Photo : Yves Ulysse a battu Juan Romero Crédit : REUTERS/L.E. Baskow © Thomson Reuters 2013

Boxe

Yves Ulysse s'offre une grosse pointure

Publié | Mis à jour

Yves Ulysse a obtenu une autre convaincante victoire de 3-0 à son deuxième combat dans la catégorie des moins de 64 kg, vendredi, aux Championnats du monde de boxe présentés à Almaty, au Kazakhstan.

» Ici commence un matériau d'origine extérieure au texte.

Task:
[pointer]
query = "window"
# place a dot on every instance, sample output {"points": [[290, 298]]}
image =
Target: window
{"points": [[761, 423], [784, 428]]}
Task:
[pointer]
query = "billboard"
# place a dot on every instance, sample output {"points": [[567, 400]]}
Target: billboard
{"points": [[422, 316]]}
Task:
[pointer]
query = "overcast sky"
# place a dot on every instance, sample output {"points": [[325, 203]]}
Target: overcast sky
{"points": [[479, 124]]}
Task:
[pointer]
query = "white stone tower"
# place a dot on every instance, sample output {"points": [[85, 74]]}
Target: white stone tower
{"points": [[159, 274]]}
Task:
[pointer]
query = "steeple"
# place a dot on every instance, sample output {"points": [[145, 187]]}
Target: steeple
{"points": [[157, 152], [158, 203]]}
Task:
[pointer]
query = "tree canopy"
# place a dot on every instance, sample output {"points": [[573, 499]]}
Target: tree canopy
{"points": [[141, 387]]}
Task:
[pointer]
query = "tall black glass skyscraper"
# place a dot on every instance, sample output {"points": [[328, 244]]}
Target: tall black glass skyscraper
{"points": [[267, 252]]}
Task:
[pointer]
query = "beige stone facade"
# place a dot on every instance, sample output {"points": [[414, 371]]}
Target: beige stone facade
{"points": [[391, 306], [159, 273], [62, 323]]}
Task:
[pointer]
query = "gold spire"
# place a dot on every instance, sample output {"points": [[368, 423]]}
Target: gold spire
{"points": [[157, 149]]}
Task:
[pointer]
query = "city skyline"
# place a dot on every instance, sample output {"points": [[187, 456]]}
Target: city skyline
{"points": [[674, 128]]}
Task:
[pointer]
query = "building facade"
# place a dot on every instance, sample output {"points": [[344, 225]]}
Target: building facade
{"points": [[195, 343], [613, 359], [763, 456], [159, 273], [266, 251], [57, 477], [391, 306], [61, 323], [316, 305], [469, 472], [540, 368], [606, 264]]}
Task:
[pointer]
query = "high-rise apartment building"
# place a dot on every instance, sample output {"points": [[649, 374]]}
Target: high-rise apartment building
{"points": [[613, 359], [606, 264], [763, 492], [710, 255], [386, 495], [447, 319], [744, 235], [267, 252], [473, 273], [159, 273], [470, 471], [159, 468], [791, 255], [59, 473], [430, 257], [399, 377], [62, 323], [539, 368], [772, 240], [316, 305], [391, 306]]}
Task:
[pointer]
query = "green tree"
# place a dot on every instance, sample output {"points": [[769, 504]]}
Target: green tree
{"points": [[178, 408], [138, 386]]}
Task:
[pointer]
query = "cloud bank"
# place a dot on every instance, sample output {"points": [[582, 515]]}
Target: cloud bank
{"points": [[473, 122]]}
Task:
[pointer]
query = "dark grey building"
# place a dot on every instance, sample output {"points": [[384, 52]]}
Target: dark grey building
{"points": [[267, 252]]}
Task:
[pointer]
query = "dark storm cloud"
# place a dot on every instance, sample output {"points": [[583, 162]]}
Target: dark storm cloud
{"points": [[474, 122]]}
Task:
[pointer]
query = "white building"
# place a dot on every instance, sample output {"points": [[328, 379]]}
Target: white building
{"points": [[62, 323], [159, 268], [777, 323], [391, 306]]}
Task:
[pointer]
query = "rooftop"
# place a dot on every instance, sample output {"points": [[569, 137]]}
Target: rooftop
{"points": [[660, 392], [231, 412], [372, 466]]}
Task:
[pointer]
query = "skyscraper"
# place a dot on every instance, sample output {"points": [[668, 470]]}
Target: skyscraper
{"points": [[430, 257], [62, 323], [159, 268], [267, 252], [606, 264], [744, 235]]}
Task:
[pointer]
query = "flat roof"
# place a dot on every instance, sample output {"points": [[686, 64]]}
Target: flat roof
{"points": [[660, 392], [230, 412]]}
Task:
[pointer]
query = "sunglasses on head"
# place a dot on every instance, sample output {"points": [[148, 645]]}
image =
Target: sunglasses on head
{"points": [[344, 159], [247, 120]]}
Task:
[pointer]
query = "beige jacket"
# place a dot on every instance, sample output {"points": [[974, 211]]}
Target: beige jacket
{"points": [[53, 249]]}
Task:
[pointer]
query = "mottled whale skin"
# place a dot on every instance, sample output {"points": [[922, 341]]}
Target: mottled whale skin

Le Montréalais s’est payé une grosse pointure dans les 16es de finale, le Mexicain Juan Romero, champion individuel du côté des moins de 61 kg lors des Séries mondiales de l’Association internationale de boxe amateur (AIBA) en 2012.
 
Ulysse a gagné les trois rounds selon deux des trois juges qui ont vu leurs notes retenues. Il a été déclaré vainqueur grâce à des pointages de 29-28, 30-27 et 30-27.
 
«Ça brassait, c’était un combat vraiment épicé. Il était venu pour la guerre», a lancé l’athlète de 25 ans.
 
«Comme c’est un Mexicain, je m’attendais à ce qu’il vienne vers moi, qu’il fonce comme un taureau. Je voulais donc me faire respecter avec ma puissance de frappe, mais il ne voulait rien savoir.»
 
«Il y allait avec des coups de coude et de tête, il voulait me blesser. Je devais toujours être prudent.»
 
Un ajustement a donc été nécessaire. «J’ai décidé de changer de plan de match et d’y aller avec mon jeu de pieds. Il a eu du mal à suivre.»
 
Malgré ses succès, Ulysse demeure extrêmement posé et en contrôle de ses émotions. «Il reste encore beaucoup à faire. Je suis venu pour une médaille. Je dois encore gagner deux combats au moins si je veux le bronze. Je reste calme. Je suis en mission.»
 
En huitième de finale, lundi, le pugiliste du quartier Saint-Michel se mesurera à l’Indien Manoj Kumar, quart-de-finaliste de la catégorie aux Championnats du monde de 2011 à Bakou, en Azerbaïdjan.
 
Ulysse profitera des prochaines heures pour glaner le plus d’informations possible sur son futur adversaire. «J’ai une bonne équipe à Montréal et ici. Mieux vaut plusieurs têtes qu’une seule.»
 
«Je suis confiant, mais tout est possible. À ce niveau, de petites choses font bien souvent la différence», a-t-il conclu.